Melsa’s answer made the king and their surroundings exclaim in surprise.
“Yes. It’s a very large bird monster, so it can easily snatch humans.”
“Ah! Err, this monster likes to fly high into the sky while clutching the prey it snatched, drop it from above, and repeat this action until its prey becomes minced meat before eating it.”
William continued explaining right after Melsa. He thought it was not proper for a countess to talk about humans turning into minces. …Well, it might have been too late to try saving her image now as everyone had already seen how she cut up the monster at high speed.
“How frightening… So, a monster like that exists…”
“Y-Yes… Moreover, it’s extremely difficult to detect rocs because they will circle around at quite a high altitude when aiming for their prey…”

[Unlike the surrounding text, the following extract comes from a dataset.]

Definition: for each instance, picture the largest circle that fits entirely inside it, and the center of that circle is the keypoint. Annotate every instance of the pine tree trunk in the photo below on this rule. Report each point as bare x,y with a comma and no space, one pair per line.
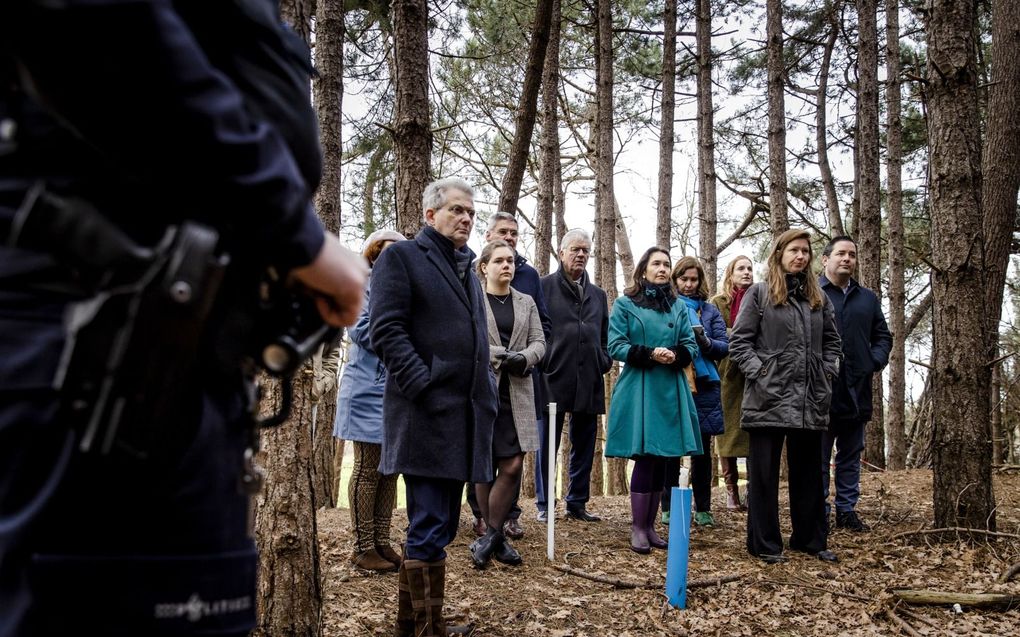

The Monster Science teacher answered the king’s query. He looked at Emma in disbelief, thinking that it should have been almost impossible for ordinary humans to spot the monster with the naked eye.
“I have confidence in my eyesight.”
“Fufufu,” the count’s daughter, Emma, who had just plucked the feathers of that very roc vigorously until a few minutes ago, laughed with a graceful gesture she learned from Hilda.
Huh? Was that earlier just an illusion? Emma’s duality even made everyone present start doubting themselves.
“U-Um, Emma, was there a meaning behind you counting the numbers earlier…?
Prince Edward asked the reason why she had been counting all this time. In such a tense situation, the sound of someone constantly counting numbers made it all the scarier.